"La nostra più grande paura in questi anni è stata la paura dell'ignoto ... della morte. Ci siamo nascosti in casa, senza sapere che cosa sarebbe successo da un momento all’altro, ma certi, in qualche modo, che saremmo stati i prossimi ad essere stanati, colpiti e uccisi. Non so come io e la mia famiglia siamo riusciti a sopravvivere a questa guerra. Ancora oggi ogni giorno dobbiamo fare i conti con la mancanza di acqua pulita e qualsiasi bene di prima necessità, ma soprattutto senza aver alcuna sicurezza sul nostro futuro, sulle nostre vite.”
Amer ha 29 anni, vive ad Arbin, nella Ghouta orientale della Siria e così racconta la sua vita quotidiana negli ultimi anni. Ha provato a portare la sua famiglia in salvo dai bombardamenti e dalle sparatorie in corso nella sua città, ma tutti i suoi tentativi sono stati vani. La sua è una delle tante voci tra i milioni di siriani rimasti in trappola nel mezzo dell’atroce guerra che ha insanguinato la Siria negli ultimi 8 anni, causando oltre 400 mila vittime e lasciando 15,5 milioni di siriani su 18,2 (l’85% della popolazione) senza quasi nessun accesso a fonti d’acqua potabile, con l’80% della popolazione costretta a vivere al di sotto della soglia di povertà.
Uomini, donne e bambini, un terzo della popolazione siriana, senza più una casa costretti a bere, lavarsi con acqua sporca, fare i conti giorno dopo giorno con la mancanza di cibo, medicine, servizi igienico-sanitari anche minimi. Obbligati a dover sopravvivere nella migliore delle ipotesi in rifugi temporanei allestiti dalle organizzazioni umanitarie, che, come Oxfam, sono al lavoro nel Paese dall’inizio della crisi "Non eravamo sicuri che l'acqua che bevevamo fosse potabile ma non avevamo altra scelta", conclude Amer. Ad oggi si contano oltre 6 milioni di sfollati interni alla Siria e oltre 5,6 rifugiati siriani che hanno trovato salvezza nei paesi vicini, soprattutto Turchia, Libano e Giordania.
"La mia famiglia ed io siamo fuggiti dalla Ghouta orientale sei anni fa, quando la situazione è diventata insopportabile. Ci siamo lasciati tutto alle spalle, la nostra terra, il nostro lavoro, la nostra vita.
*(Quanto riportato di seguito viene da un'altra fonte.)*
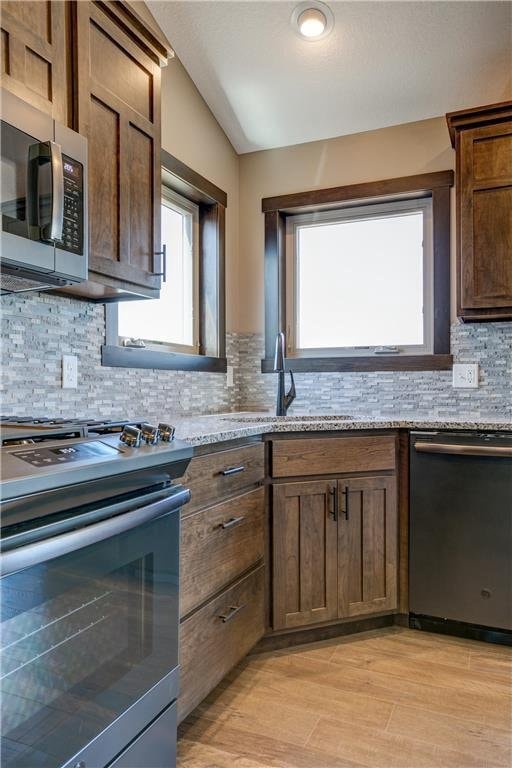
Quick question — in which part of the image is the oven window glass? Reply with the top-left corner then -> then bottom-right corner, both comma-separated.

Ora che siamo tornati non riusciamo a vivere in condizioni dignitose, la nostra casa è rimasta danneggiata durante la guerra insieme ad altre infrastrutture come ospedali e scuole. Anche le tubature dell’acqua sono state distrutte quindi le acque di scarico invadono le strade di continuo. Come possiamo vivere così?”, aggiunge Fadi.
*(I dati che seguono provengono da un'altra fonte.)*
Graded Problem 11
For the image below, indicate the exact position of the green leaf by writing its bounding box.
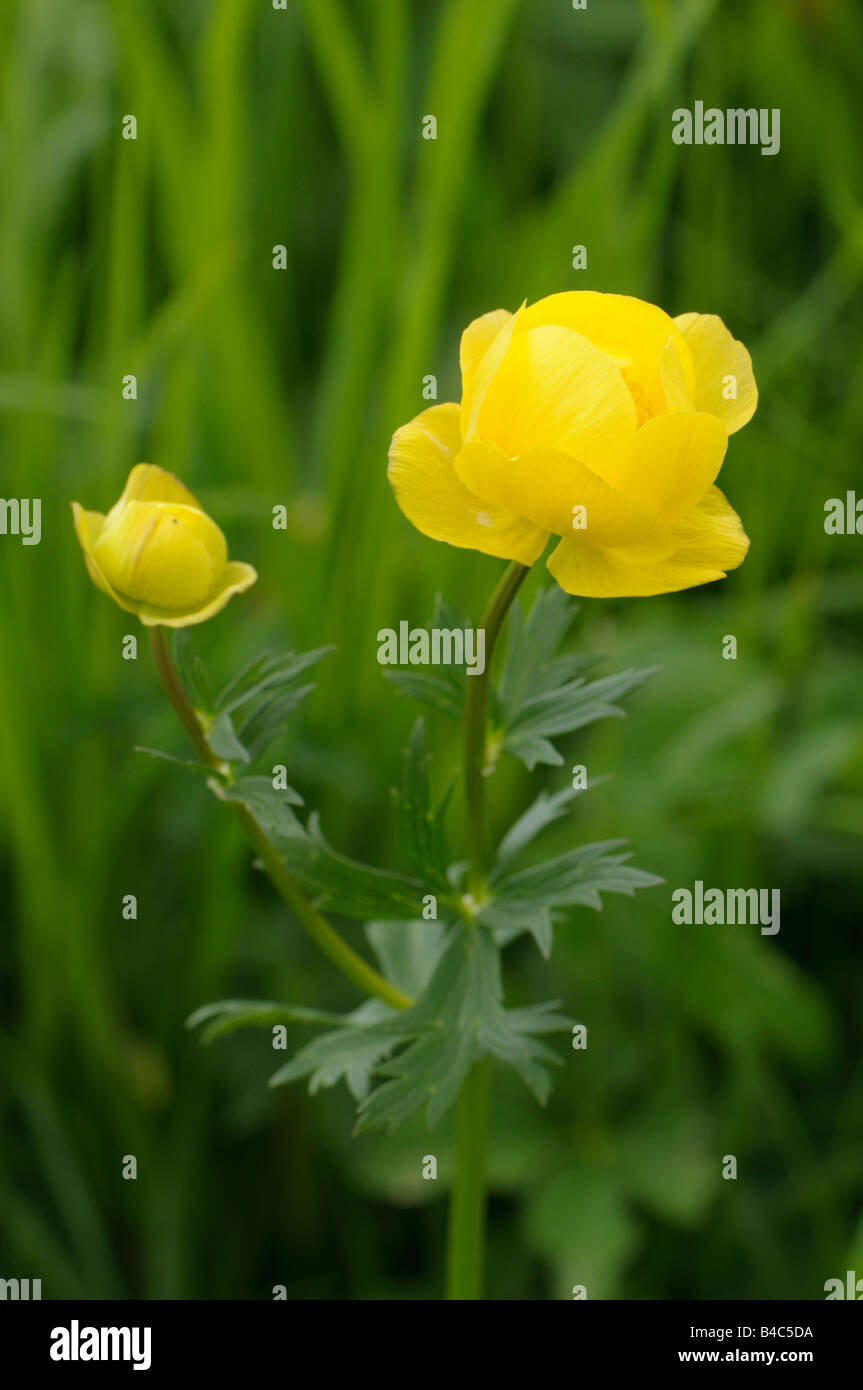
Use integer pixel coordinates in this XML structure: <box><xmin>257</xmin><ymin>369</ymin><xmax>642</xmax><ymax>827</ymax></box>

Al contrario di Amer, Fadi con la sua famiglia ha invece deciso di tornare nella Ghouta orientale, dopo esser riuscito a fuggire. Sono in tanti come lui che nell’ultimo anno hanno provato a fare ritorno trovandosi però di fronte una città fantasma e palazzi sventrati dall’insensata violenza dell’uomo sull’uomo. Tantissime famiglie sono costrette a sopravvivere in città dove interi quartieri mancano completamente di acqua corrente e servizi igienici. Un contesto terrificante dove le organizzazioni umanitarie fanno il possibile per scongiurare la diffusione di malattie come il colera e il tifo. Per questo, in occasione della recente conferenza di Bruxelles dei Paesi donatori sulla crisi, abbiamo rilanciato un appello urgente alla comunità internazionale perché intervenga al più presto per la riparazione delle infrastrutture essenziali, ridando così la possibilità al popolo siriano di ricostruire il proprio futuro.